L’incresciosa sorte di un dipinto perduto accende periodicamente l’interesse verso la figura del pittore francese, aprendo la strada a piacevoli supposizioni legate alla figura della donna rappresenta.
Sarebbe estremamente emozionante rivedere quelle pallide membra rifiorire di attenzioni e lustro al fianco de “La grande odalisque“, in quella felice unione che mai si realizzò e che fece di una il riflesso esistente e dell’altra il mito da onorare nel ricordo.

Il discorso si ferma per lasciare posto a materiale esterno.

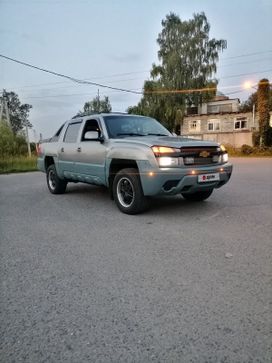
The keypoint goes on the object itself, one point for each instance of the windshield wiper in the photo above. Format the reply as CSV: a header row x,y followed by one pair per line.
x,y
129,134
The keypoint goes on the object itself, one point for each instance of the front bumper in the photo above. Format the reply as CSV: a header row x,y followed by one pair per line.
x,y
171,181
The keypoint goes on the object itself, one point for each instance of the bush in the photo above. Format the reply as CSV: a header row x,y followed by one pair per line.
x,y
247,149
10,144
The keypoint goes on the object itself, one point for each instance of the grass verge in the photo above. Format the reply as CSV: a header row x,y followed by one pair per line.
x,y
18,164
249,151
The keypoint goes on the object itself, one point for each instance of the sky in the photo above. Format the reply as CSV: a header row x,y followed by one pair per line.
x,y
113,42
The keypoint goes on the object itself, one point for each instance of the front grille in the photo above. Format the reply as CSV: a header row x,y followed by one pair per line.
x,y
200,155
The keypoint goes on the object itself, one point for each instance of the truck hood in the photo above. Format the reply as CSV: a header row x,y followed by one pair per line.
x,y
172,141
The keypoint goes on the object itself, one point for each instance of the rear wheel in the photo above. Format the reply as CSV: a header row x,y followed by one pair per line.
x,y
128,193
197,196
54,183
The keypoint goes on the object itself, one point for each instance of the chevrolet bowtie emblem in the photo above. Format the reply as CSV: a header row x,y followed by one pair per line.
x,y
204,154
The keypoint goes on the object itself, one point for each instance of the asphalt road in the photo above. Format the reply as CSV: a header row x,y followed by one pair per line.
x,y
184,282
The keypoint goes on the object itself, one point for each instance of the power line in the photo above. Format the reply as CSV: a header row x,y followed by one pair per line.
x,y
247,54
68,77
246,74
162,91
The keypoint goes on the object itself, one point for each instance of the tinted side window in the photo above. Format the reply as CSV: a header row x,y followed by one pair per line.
x,y
72,132
57,134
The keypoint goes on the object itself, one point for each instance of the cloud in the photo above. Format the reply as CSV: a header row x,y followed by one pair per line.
x,y
33,38
126,58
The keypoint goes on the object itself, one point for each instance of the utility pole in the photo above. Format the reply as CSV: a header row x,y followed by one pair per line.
x,y
27,140
4,111
98,99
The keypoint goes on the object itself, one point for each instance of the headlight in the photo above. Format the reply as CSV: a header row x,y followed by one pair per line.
x,y
225,158
166,156
162,150
167,161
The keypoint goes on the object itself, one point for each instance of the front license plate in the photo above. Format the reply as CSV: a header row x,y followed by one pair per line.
x,y
205,178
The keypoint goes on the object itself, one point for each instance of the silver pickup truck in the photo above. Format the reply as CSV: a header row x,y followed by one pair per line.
x,y
135,157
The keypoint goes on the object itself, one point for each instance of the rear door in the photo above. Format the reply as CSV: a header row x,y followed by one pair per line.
x,y
91,154
68,150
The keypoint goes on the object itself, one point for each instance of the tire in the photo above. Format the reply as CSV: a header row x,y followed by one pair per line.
x,y
128,193
54,183
197,196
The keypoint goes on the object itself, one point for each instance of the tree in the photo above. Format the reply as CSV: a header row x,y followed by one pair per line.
x,y
247,106
18,112
187,62
96,105
263,111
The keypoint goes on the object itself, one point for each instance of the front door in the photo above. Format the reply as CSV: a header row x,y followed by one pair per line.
x,y
90,157
68,151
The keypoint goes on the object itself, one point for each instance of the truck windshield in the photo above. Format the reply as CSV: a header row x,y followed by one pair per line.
x,y
125,126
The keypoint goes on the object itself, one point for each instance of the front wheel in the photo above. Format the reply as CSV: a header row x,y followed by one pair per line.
x,y
128,193
54,183
197,196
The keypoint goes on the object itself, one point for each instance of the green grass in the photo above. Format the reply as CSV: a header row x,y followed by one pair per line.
x,y
18,164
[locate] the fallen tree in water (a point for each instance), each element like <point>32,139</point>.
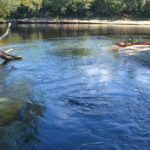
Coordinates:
<point>4,54</point>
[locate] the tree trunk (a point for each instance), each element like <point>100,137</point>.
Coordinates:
<point>4,54</point>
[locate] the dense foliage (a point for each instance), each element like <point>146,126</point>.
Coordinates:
<point>73,8</point>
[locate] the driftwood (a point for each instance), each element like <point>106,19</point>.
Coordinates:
<point>4,54</point>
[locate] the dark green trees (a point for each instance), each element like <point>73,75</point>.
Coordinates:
<point>73,8</point>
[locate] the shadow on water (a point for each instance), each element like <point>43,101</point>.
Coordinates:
<point>19,110</point>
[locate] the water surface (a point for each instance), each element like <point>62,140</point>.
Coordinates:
<point>71,91</point>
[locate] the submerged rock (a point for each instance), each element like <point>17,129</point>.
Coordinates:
<point>9,110</point>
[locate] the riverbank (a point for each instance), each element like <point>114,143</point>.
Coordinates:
<point>74,21</point>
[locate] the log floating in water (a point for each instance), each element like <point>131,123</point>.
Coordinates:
<point>8,57</point>
<point>4,54</point>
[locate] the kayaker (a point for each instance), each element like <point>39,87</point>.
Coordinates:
<point>129,42</point>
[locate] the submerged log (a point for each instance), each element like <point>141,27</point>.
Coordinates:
<point>4,54</point>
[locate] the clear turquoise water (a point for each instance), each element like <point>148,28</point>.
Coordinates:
<point>72,92</point>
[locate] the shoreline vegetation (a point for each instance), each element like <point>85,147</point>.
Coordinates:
<point>75,21</point>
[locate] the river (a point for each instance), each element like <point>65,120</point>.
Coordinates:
<point>71,91</point>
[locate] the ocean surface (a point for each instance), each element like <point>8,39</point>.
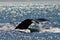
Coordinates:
<point>11,16</point>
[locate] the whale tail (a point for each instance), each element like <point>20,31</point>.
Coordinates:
<point>24,24</point>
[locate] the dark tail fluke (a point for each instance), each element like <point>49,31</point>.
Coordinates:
<point>24,24</point>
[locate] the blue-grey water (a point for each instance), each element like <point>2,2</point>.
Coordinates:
<point>15,14</point>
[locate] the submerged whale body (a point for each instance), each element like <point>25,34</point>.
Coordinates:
<point>26,23</point>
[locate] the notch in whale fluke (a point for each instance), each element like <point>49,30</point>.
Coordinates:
<point>26,23</point>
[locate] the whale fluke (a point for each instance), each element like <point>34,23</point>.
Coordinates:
<point>24,24</point>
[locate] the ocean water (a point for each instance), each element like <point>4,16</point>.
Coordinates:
<point>11,16</point>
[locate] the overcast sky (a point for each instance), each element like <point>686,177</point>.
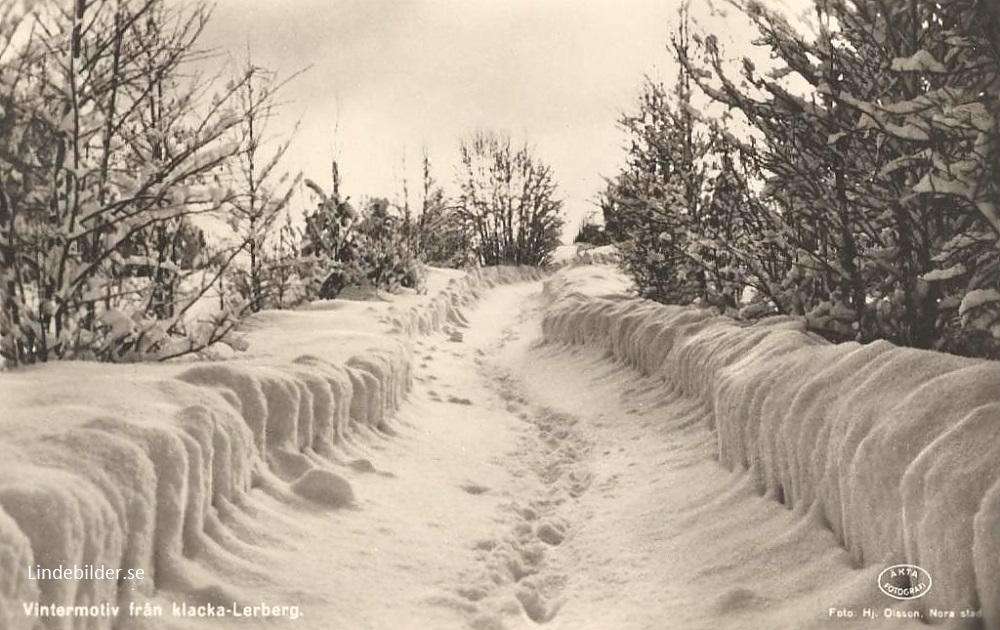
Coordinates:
<point>389,77</point>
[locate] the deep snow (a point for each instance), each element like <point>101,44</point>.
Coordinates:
<point>496,454</point>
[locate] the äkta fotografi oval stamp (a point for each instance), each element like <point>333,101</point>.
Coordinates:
<point>904,581</point>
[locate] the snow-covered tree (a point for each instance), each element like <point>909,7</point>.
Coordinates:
<point>111,144</point>
<point>508,201</point>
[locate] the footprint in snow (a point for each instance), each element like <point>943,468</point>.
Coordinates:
<point>475,488</point>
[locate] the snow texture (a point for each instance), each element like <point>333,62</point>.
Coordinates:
<point>893,449</point>
<point>142,467</point>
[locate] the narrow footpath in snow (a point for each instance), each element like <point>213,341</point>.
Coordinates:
<point>522,483</point>
<point>530,484</point>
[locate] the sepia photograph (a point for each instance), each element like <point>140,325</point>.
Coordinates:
<point>499,314</point>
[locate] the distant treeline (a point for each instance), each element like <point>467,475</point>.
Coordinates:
<point>854,183</point>
<point>144,205</point>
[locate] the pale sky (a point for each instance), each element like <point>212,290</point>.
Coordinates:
<point>389,77</point>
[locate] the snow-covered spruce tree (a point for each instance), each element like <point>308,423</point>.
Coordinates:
<point>110,150</point>
<point>897,92</point>
<point>385,259</point>
<point>659,206</point>
<point>329,244</point>
<point>508,201</point>
<point>261,194</point>
<point>442,238</point>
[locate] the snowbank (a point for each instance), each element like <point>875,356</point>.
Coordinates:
<point>894,449</point>
<point>147,467</point>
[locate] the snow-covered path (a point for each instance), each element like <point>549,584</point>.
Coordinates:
<point>537,484</point>
<point>520,484</point>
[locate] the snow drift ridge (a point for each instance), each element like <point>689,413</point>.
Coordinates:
<point>161,486</point>
<point>893,449</point>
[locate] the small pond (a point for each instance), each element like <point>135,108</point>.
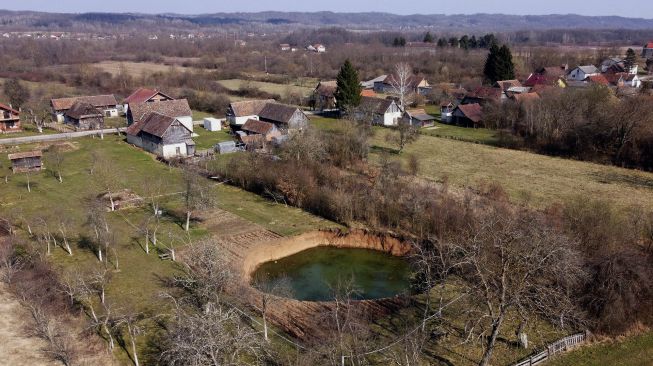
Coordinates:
<point>313,274</point>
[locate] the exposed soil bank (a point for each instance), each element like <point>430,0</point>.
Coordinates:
<point>266,252</point>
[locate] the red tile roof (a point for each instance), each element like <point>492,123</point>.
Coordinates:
<point>63,104</point>
<point>142,95</point>
<point>599,79</point>
<point>472,111</point>
<point>8,108</point>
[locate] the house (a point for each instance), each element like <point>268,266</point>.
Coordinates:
<point>581,73</point>
<point>505,85</point>
<point>177,108</point>
<point>383,112</point>
<point>239,112</point>
<point>83,116</point>
<point>165,136</point>
<point>484,94</point>
<point>647,51</point>
<point>623,80</point>
<point>418,118</point>
<point>415,85</point>
<point>598,80</point>
<point>616,65</point>
<point>469,115</point>
<point>369,84</point>
<point>266,129</point>
<point>446,112</point>
<point>145,95</point>
<point>29,161</point>
<point>285,117</point>
<point>9,119</point>
<point>212,124</point>
<point>324,95</point>
<point>105,103</point>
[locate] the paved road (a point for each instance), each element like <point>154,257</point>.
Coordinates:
<point>58,136</point>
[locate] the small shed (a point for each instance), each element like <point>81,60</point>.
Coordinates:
<point>212,124</point>
<point>226,147</point>
<point>29,161</point>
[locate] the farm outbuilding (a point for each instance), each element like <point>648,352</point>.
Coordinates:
<point>212,124</point>
<point>29,161</point>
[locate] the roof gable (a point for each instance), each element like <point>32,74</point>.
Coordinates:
<point>62,104</point>
<point>249,107</point>
<point>171,108</point>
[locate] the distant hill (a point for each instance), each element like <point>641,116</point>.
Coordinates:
<point>362,21</point>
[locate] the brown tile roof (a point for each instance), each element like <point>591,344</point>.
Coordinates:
<point>142,95</point>
<point>413,80</point>
<point>249,107</point>
<point>375,105</point>
<point>157,124</point>
<point>526,97</point>
<point>420,114</point>
<point>171,108</point>
<point>8,108</point>
<point>599,79</point>
<point>279,113</point>
<point>82,109</point>
<point>256,126</point>
<point>472,111</point>
<point>26,154</point>
<point>507,84</point>
<point>62,104</point>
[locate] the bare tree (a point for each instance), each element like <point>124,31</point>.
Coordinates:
<point>401,83</point>
<point>214,336</point>
<point>197,194</point>
<point>515,263</point>
<point>270,292</point>
<point>404,134</point>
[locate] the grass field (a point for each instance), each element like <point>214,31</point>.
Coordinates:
<point>136,69</point>
<point>537,180</point>
<point>632,351</point>
<point>281,89</point>
<point>140,279</point>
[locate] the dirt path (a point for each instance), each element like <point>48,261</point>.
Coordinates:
<point>17,348</point>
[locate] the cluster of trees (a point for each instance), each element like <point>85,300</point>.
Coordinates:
<point>570,278</point>
<point>589,124</point>
<point>499,65</point>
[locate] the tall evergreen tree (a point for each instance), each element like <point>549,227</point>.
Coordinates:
<point>499,65</point>
<point>348,90</point>
<point>631,59</point>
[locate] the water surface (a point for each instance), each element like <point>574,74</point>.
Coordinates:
<point>315,274</point>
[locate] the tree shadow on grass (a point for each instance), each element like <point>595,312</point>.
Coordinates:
<point>383,149</point>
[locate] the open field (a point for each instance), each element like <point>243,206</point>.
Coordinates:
<point>136,69</point>
<point>534,179</point>
<point>281,89</point>
<point>138,282</point>
<point>632,351</point>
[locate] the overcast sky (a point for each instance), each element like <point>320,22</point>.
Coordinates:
<point>633,8</point>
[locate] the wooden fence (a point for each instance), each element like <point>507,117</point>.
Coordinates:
<point>559,346</point>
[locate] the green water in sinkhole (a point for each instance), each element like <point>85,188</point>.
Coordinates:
<point>315,274</point>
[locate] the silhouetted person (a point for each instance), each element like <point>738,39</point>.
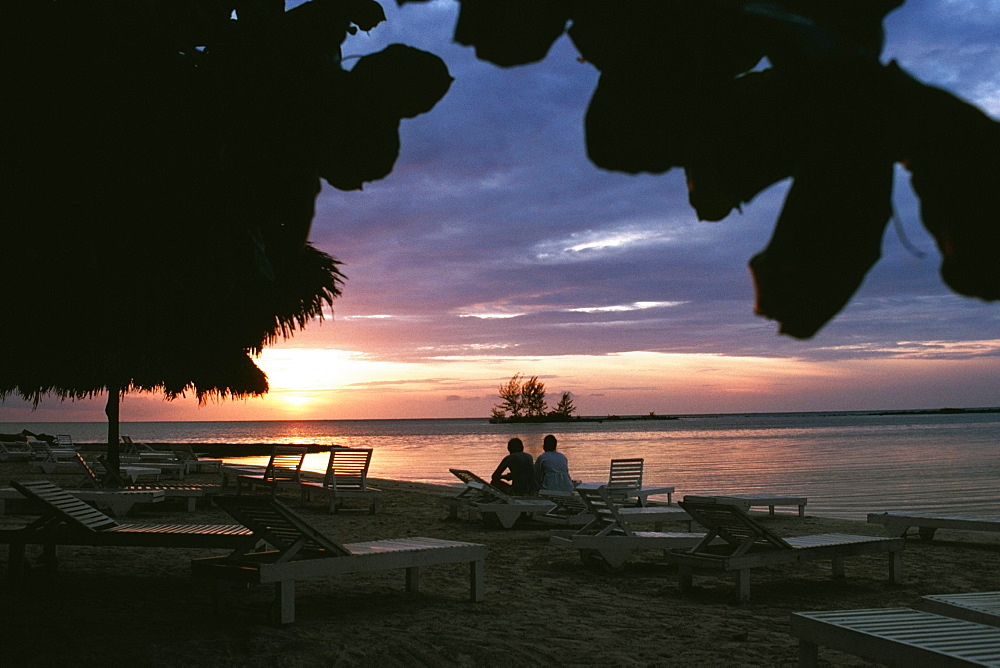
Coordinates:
<point>551,467</point>
<point>518,468</point>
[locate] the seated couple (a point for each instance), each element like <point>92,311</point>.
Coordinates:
<point>526,476</point>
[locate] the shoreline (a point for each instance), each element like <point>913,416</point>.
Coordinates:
<point>543,607</point>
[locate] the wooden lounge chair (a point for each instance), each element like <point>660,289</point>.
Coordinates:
<point>16,451</point>
<point>568,508</point>
<point>982,607</point>
<point>283,471</point>
<point>571,509</point>
<point>625,484</point>
<point>492,503</point>
<point>55,460</point>
<point>898,522</point>
<point>607,542</point>
<point>116,502</point>
<point>748,501</point>
<point>748,544</point>
<point>69,521</point>
<point>302,552</point>
<point>346,477</point>
<point>896,637</point>
<point>195,463</point>
<point>189,494</point>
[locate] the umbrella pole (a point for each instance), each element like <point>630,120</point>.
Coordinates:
<point>112,411</point>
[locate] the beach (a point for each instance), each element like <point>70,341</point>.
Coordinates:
<point>141,606</point>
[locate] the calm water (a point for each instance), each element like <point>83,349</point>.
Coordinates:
<point>848,464</point>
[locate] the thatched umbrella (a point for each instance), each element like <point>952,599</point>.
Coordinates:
<point>161,165</point>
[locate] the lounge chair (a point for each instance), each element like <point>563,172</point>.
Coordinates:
<point>69,521</point>
<point>346,477</point>
<point>283,471</point>
<point>748,544</point>
<point>571,509</point>
<point>195,463</point>
<point>116,502</point>
<point>492,503</point>
<point>898,522</point>
<point>607,542</point>
<point>625,484</point>
<point>748,501</point>
<point>190,494</point>
<point>301,551</point>
<point>16,451</point>
<point>56,460</point>
<point>982,607</point>
<point>896,637</point>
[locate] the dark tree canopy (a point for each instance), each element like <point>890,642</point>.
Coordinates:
<point>160,166</point>
<point>681,86</point>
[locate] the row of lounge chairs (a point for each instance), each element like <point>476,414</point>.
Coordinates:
<point>346,477</point>
<point>270,545</point>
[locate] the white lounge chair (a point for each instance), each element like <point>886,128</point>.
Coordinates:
<point>571,509</point>
<point>116,502</point>
<point>608,541</point>
<point>896,637</point>
<point>748,544</point>
<point>748,501</point>
<point>283,471</point>
<point>195,463</point>
<point>301,552</point>
<point>492,503</point>
<point>15,451</point>
<point>898,522</point>
<point>625,483</point>
<point>346,477</point>
<point>982,607</point>
<point>69,521</point>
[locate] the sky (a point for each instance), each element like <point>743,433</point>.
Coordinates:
<point>496,248</point>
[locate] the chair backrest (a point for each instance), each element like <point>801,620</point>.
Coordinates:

Note tecniche e descrittive
“Era bella quella donna, sorridea nel sonno… Le nude forme del suo seno accusavano una sanità perfetta e una rigogliosa gioventù“. Il drammaturgo e giornalista italiano Francesco Mastriani descriveva così uno dei personaggi del noto romanzo d’appendice i “Misteri di Napoli” (1869), aprendo chiaramente l’attenzione su quella descrizione in cui è facile sentire gli echi di un secolo impregnato e continuamente influenzato dalla figura femminile della cortigiana.
La figura dell’odalisca, nella dormiente e svenevole espressione di una giovane donna abituata al destino di un corpo assiduamente in vendita, colpisce nella sua inesistenza, portando con sé il potere espressivo del corpo nudo e corrotto in molti dei capolavori di Ingres, quasi fosse il continuo rimando a un’eredità perduta, in quell’involontario tentativo di rivalsa verso un destino che aveva privato il pittore di quella bellezza raggiungibile solo attraverso degli strati di colore.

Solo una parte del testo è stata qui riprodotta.